BOSTON BUSINESS JOURNAL – When Tim Cummings took the job as executive director at the Marlborough Economic Development Corp. in January 2012, he knew he had his work cut out for him.
The MetroWest city had been reeling from the departure of heavyweight anchors such as Hewlett-Packard and Fidelity Investments. Marlborough had just developed a new master plan to help fill some of those empty spaces, and it would be Cummings’ job to ensure that plan didn’t just sit gathering dust on a bookshelf somewhere.

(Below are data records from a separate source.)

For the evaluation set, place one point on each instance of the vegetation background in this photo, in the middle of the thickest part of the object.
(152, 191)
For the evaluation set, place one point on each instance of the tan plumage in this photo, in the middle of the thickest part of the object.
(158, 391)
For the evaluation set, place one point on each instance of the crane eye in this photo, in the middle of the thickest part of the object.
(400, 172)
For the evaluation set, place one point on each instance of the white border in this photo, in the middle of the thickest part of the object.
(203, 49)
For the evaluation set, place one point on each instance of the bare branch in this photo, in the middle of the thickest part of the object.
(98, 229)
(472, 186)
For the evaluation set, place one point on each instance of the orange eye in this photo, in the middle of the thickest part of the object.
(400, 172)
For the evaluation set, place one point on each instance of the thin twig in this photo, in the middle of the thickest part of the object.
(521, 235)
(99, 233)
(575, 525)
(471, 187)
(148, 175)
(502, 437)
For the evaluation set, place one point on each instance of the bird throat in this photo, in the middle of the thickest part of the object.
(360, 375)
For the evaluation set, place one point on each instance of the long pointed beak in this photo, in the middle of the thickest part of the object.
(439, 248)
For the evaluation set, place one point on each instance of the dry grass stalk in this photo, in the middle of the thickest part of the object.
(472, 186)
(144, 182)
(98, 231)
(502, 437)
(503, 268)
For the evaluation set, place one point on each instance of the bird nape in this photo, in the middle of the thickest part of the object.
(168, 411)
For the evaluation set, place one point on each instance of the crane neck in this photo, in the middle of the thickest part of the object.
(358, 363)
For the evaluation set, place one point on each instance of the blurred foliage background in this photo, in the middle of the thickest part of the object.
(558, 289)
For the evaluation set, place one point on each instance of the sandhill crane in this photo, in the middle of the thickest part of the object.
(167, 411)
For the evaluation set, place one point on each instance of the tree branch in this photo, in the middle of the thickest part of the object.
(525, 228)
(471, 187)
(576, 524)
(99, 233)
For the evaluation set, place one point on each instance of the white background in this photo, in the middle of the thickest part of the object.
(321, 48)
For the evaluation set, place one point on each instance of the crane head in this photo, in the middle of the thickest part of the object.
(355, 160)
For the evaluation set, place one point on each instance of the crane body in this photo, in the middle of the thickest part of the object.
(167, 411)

After two-and-a-half years, Cummings has made significant progress, with a number of key victories. There was Boston Scientific’s decision to relocate its headquarters there from Natick, and Framingham-based TJX’s move to expand dramatically in the city. Quest Diagnosticsis consolidating its New England operations in Marlborough, and GE Healthcare just announced that it would move its U.S. headquarters to the same property where Quest has set up shop.
Cummings is quick to share the credit for this success. He says these big companies wouldn’t be expanding here if not for the combined efforts of the city’s political and corporate leaders to market the city and make it business-friendly, including the aggressive use of local property tax incentives. His organization is essentially an arm of city government, largely funded by local hotel taxes, with a board stacked with many of Marlborough’s prominent executives.
“My office is only as successful as the city leadership, coming together to work in unison,” he said. “No individual in my type of position … wants to work where there’s too much controversy or too much differing opinion. Smaller communities that can’t come together and work cooperatively can’t reap the benefits.”